Dinâmicas imperiais/ circulação e trajetórias no mundo ibero-americano | Andréa Slemian, Jaime Rodrigues, José Carlos Viladaga e Marina Passos Tufolo
Andréia Slemian | Imagem: NEDAP/UFC, 2020
Organizado por Andréa Slemian, Jaime Rodrigues e José Carlos Vilardaga, professores de História da Universidade Federal de São Paulo (UNIFESP), e por Marina Passos Tufolo, mestranda em História Social pela referida instituição, o livro Dinâmicas imperiais, circulação e trajetórias no mundo ibero-americano surgiu dos debates travados num seminário internacional de mesmo nome realizado em outubro de 2019 nas dependências do campus Guarulhos da UNIFESP, no qual se buscou reunir pesquisadores de diversas tendências e instituições nacionais e internacionais em distintos momentos de suas respectivas carreiras.
Como resultado do evento, o livro reuniu artigos de pesquisas de mestrandos e doutorandos que tratam de temas relacionados às lógicas e às formas de mobilidade, circulação e interações no mundo ibero-americano, abarcando as espacialidades da Península Ibérica e América e destas partes com outras regiões do mundo, num recorte temporal sobre a colonialidade americana.
Entendendo o mundo ibero-americano como um espaço de articulação de experiências jurídicas, religiosas, sociais, culturais, políticas e econômicas de escala global, os organizadores da referida obra consideram no livro que conexões deste espaço foram estabelecidas com o mundo africano, asiático e o restante do território europeu, bem como têm em vista a necessidade do avanço no debate sobre temáticas relativas aos impérios transatlânticos ibéricos entre os séculos XVI e XIX. Por isso, os artigos são de estilos e metodologias variados, mas que abarcam dinâmicas coloniais que são passíveis de aproximações, conexões e comparações.
As discussões presentes no livro abordam debates que se apoiam na construção dos impérios ibero-americanos, bem como na crise dos impérios ibéricos e a subsequente consolidação dos Estados nacionais, se inserindo majoritariamente no campo teórico da História Comparada e História Conectada, percebendo os processos históricos como resultados de conexões e interações tanto dentro dos espaços da América e da Península Ibérica, quanto externas a elas, de sentido global.
Por se tratar de uma coletânea extensa, com espaço-tempo e metodologia diversificados, é possível que por vezes o leitor se sinta exaurido pela quantidade de referências e características específicas de cada pesquisa, o que é compensado pela escolha dos organizadores em compilar os artigos por temas, guiando o leitor ao seu objetivo final.
O livro foi dividido em quatro blocos temáticos que abrangem diversos recortes, prevalecendo a análise das interações, mobilidades, identidades e conflitos entre impérios, jurisdições, territórios, personagens e grupos sociais nas Américas, na Península Ibérica e em espaços conectados.
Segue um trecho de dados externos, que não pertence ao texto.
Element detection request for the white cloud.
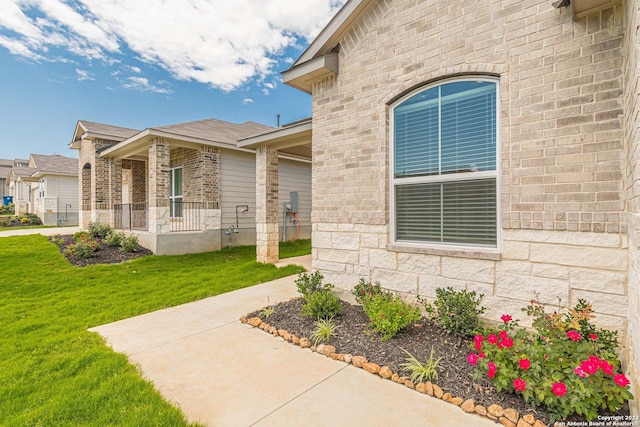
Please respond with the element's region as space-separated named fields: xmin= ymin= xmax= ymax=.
xmin=0 ymin=0 xmax=344 ymax=91
xmin=76 ymin=68 xmax=95 ymax=82
xmin=122 ymin=77 xmax=173 ymax=94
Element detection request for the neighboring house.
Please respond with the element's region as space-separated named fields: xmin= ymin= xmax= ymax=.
xmin=240 ymin=0 xmax=640 ymax=411
xmin=9 ymin=154 xmax=78 ymax=226
xmin=69 ymin=119 xmax=311 ymax=254
xmin=0 ymin=159 xmax=13 ymax=203
xmin=29 ymin=154 xmax=78 ymax=226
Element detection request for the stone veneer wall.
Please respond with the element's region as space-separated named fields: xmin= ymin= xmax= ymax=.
xmin=623 ymin=1 xmax=640 ymax=415
xmin=312 ymin=0 xmax=629 ymax=352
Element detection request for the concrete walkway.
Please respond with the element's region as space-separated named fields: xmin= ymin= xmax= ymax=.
xmin=0 ymin=227 xmax=80 ymax=237
xmin=91 ymin=276 xmax=495 ymax=427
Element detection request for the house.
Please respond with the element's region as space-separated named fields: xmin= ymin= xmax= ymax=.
xmin=240 ymin=0 xmax=640 ymax=413
xmin=9 ymin=154 xmax=78 ymax=226
xmin=0 ymin=159 xmax=13 ymax=200
xmin=69 ymin=119 xmax=311 ymax=255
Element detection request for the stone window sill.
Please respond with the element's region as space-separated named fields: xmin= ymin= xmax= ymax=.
xmin=387 ymin=243 xmax=502 ymax=261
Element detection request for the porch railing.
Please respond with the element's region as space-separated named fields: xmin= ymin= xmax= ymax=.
xmin=113 ymin=202 xmax=149 ymax=230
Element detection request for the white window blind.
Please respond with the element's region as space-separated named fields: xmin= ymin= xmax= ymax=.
xmin=392 ymin=80 xmax=497 ymax=247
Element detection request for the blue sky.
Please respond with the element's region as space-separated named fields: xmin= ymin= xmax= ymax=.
xmin=0 ymin=0 xmax=344 ymax=159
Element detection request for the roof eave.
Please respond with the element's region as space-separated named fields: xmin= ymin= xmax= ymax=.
xmin=238 ymin=119 xmax=313 ymax=149
xmin=282 ymin=52 xmax=340 ymax=93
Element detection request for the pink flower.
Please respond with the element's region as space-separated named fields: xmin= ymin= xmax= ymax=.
xmin=487 ymin=362 xmax=498 ymax=378
xmin=567 ymin=330 xmax=582 ymax=341
xmin=473 ymin=335 xmax=484 ymax=351
xmin=551 ymin=383 xmax=567 ymax=396
xmin=580 ymin=360 xmax=598 ymax=374
xmin=613 ymin=374 xmax=629 ymax=387
xmin=467 ymin=353 xmax=478 ymax=365
xmin=513 ymin=378 xmax=527 ymax=391
xmin=599 ymin=360 xmax=614 ymax=375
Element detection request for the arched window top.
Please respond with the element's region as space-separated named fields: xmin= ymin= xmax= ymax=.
xmin=391 ymin=77 xmax=498 ymax=247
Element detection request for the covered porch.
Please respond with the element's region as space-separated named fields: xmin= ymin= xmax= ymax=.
xmin=238 ymin=118 xmax=313 ymax=263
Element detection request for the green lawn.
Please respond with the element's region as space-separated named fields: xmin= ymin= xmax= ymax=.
xmin=0 ymin=235 xmax=310 ymax=426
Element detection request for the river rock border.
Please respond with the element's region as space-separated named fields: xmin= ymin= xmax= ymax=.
xmin=240 ymin=316 xmax=548 ymax=427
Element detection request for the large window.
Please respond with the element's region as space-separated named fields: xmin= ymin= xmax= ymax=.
xmin=391 ymin=79 xmax=498 ymax=248
xmin=169 ymin=168 xmax=182 ymax=218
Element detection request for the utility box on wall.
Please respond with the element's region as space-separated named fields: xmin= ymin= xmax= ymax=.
xmin=289 ymin=191 xmax=298 ymax=214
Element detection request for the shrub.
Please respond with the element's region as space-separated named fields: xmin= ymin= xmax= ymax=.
xmin=400 ymin=347 xmax=442 ymax=383
xmin=120 ymin=234 xmax=138 ymax=254
xmin=362 ymin=292 xmax=420 ymax=341
xmin=87 ymin=221 xmax=112 ymax=239
xmin=301 ymin=285 xmax=342 ymax=320
xmin=309 ymin=317 xmax=338 ymax=345
xmin=351 ymin=277 xmax=383 ymax=305
xmin=102 ymin=230 xmax=125 ymax=246
xmin=423 ymin=287 xmax=485 ymax=338
xmin=468 ymin=300 xmax=633 ymax=423
xmin=295 ymin=271 xmax=333 ymax=297
xmin=63 ymin=236 xmax=98 ymax=259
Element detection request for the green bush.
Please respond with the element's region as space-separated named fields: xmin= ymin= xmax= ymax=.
xmin=102 ymin=230 xmax=125 ymax=246
xmin=467 ymin=300 xmax=633 ymax=423
xmin=295 ymin=271 xmax=333 ymax=297
xmin=62 ymin=236 xmax=98 ymax=259
xmin=362 ymin=291 xmax=420 ymax=341
xmin=423 ymin=287 xmax=485 ymax=338
xmin=87 ymin=221 xmax=113 ymax=239
xmin=351 ymin=277 xmax=383 ymax=305
xmin=120 ymin=234 xmax=138 ymax=254
xmin=301 ymin=285 xmax=342 ymax=320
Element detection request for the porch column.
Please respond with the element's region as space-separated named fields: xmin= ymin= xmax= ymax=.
xmin=256 ymin=145 xmax=280 ymax=263
xmin=149 ymin=138 xmax=171 ymax=234
xmin=107 ymin=159 xmax=122 ymax=227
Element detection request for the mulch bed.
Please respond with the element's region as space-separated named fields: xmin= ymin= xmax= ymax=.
xmin=246 ymin=298 xmax=629 ymax=424
xmin=54 ymin=236 xmax=153 ymax=267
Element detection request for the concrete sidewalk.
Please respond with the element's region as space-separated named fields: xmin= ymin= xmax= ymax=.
xmin=91 ymin=276 xmax=495 ymax=427
xmin=0 ymin=227 xmax=80 ymax=237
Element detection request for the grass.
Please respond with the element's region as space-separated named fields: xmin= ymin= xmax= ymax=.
xmin=0 ymin=235 xmax=308 ymax=426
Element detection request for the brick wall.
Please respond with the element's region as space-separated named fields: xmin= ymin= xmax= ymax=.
xmin=312 ymin=0 xmax=637 ymax=352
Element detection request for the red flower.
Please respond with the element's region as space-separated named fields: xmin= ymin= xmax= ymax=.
xmin=513 ymin=378 xmax=527 ymax=391
xmin=580 ymin=360 xmax=598 ymax=374
xmin=599 ymin=360 xmax=614 ymax=375
xmin=473 ymin=335 xmax=484 ymax=351
xmin=467 ymin=353 xmax=478 ymax=365
xmin=613 ymin=374 xmax=629 ymax=387
xmin=551 ymin=383 xmax=567 ymax=396
xmin=567 ymin=330 xmax=582 ymax=341
xmin=487 ymin=362 xmax=498 ymax=378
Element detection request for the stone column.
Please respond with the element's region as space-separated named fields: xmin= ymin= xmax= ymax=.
xmin=149 ymin=138 xmax=171 ymax=234
xmin=256 ymin=146 xmax=280 ymax=263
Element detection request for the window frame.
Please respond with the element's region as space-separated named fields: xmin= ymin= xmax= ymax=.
xmin=169 ymin=166 xmax=184 ymax=218
xmin=388 ymin=75 xmax=502 ymax=255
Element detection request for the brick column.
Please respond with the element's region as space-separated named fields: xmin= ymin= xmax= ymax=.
xmin=149 ymin=138 xmax=171 ymax=233
xmin=256 ymin=146 xmax=280 ymax=263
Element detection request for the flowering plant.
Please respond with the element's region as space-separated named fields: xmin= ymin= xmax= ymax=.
xmin=467 ymin=300 xmax=633 ymax=423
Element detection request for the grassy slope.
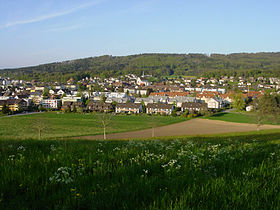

Essa divisão propiciou uma leitura instigante por nos apresentar, em cada parte, um mesmo tema em distintos momentos da História.
O primeiro deles, intitulado Trajetórias em foco e composto por nove artigos, analisa as trajetórias de indivíduos que transitaram entre diferentes continentes em meio às construções imperiais. São histórias de traficantes, como Francisco Portilho de Melo e Pedro de Braga, atuantes na busca de indígenas nos sertões e que estiveram a serviço do Estado no contexto das reformas pombalinas; de mulheres, como Manoela de Santa Clara e Rita de Santa Ignes, que usaram suas redes de influencias para abrir e manter uma casa de recolhimento em Sorocaba no século XIX; de conquistadores, como Pedro de Valvídia, veterano nas lutas espanholas na Itália e no Flandres, que rumou posteriormente para o Novo Mundo, se envolvendo nas lutas contra as forças de resistência inca ao lado de Francisco Pizarro; de corsários, como Piet Heyn, navegador que atuou tanto na costa da Bahia ao Rio de Janeiro, quanto no litoral da América Central e da África no período de 1624 a 1630; e, em sua maioria, de homens da elite da governança e magistratura, como Gervásio Leite Rebelo, secretário de governo do Maranhão e de São Paulo no início do século XVIII, cuja posição social, boa reputação e vínculos consistentes com sua comunidade facilitaram a atuação enquanto agente de informação e conhecimento. Tais textos evidenciam que muitas vezes essas trajetórias e experiências de mobilidade individual entre os séculos XVI e início do XIX beneficiavam os projetos estatais em curso, colocando em funcionamento os mecanismos necessários ao cumprimento dos projetos.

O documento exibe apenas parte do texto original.